Before I could say anything, he leaned forward and kissed me on the lips. He may have looked like a boy, but the fervour with which he kissed me was anything but. It was a side of him I didn't expect; I could not believe this was the same stuttering tearful boy that had trembled before me just minutes ago. Before he pulled away, he ran the hot tip of his tongue along the inside of my mouth. I am ashamed to say it stirred my blood.

Soon after he left, sauntering off with a sway to his hips, but I remained frozen in place, gripped with an uneasy fear. I had heard rumours of visions like this, of messages delivered by gods. I felt as though I had been given such a message, a glimpse of the future in a divine omen. _Sebastian is not what he seems to be_ , it said to me. 

_He will be a champion Rome has not seen the likes of in years. He knows this fate, and he wants it. And he will hurt you. He will hurt you if it gives him what he wants._


	4. The Whites

**the whites**  
 _rob smedley/valtteri bottas_

 

 

“You're here again, Rob.” 

The boy's voice rang out clear across the track, musical above the thump and clatter of hooves against packed dirt, and although I had long since given up on wishful thinking, I thought there was something quite like delight in it.

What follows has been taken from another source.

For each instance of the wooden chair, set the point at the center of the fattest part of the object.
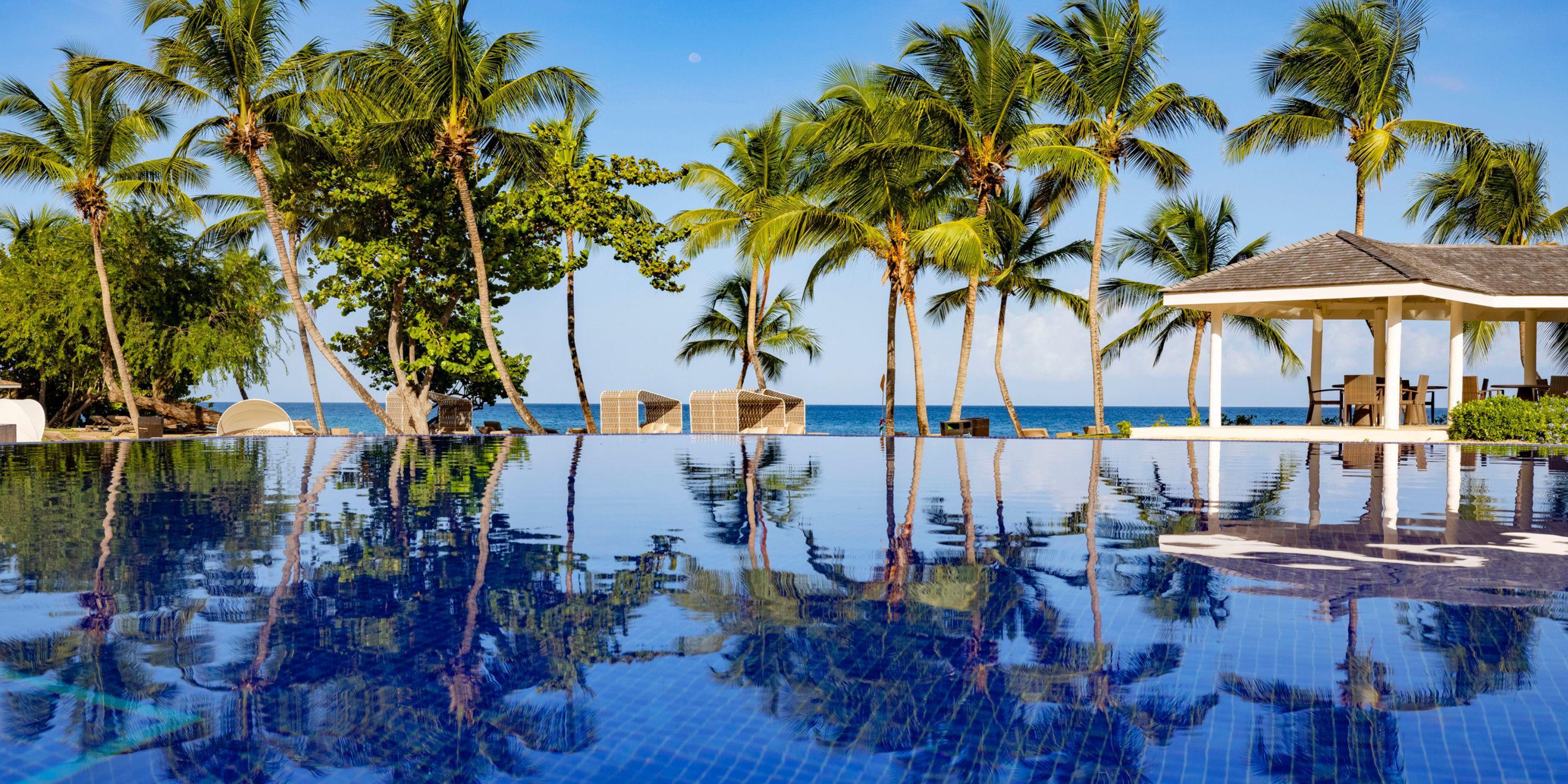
(1415, 403)
(1318, 399)
(1360, 393)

I watched him drive his horses over, my eyes drawn to him as they had been so many times in the months since we met. Valtteri was a fair boy of twenty years; broad in the shoulder, with slender limbs and soft silvery blonde hair worn cropped close to his head that only seemed to make him look younger rather than the opposite. He had not been racing long, but still he was good and steadfast in the chariot. There was a kingly strength to the clench of his jaw; and even through the most heated of races, every feature of his face remained as calm and quiet as a frozen lake, except for his eyes that burned a clear unwavering blue.

He was beautiful to watch.

“I have made adjustments to the harness,” I called out when he had drawn closer. After handing the reins of his horses to a stableboy, he cleared the fence in a graceful leap and regarded me warmly, a hand extended in the greeting for elders. I smiled, pleased-- years in the arena had not taken his manners from him.

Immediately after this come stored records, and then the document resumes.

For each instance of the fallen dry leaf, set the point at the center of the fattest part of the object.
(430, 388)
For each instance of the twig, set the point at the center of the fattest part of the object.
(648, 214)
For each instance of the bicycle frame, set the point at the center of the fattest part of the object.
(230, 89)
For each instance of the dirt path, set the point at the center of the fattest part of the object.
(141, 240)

I took the offered hand, and found it warm and welcome in my own. “You should be better able to make those sharp turns at the end. Come see.”

 

 

“Oh yes,” he exclaimed in earnest when we reached my workshop. The new leather was still stiff and unyielding in his hands but he could already see it would serve him better than the old one. “This is good. And I meant to tell you this yesterday evening-- I think we should shorten Cirratus' halter here. He likes to run with his head high in the gallop, you see, and the excess length flies about his neck. It's costing him speed.”

“I see what you mean. You have a good eye for your horses.” I could not hold back a small smile of approval, which he caught and returned shyly. His cheeks coloured a slight pink and he seemed at a loss for words.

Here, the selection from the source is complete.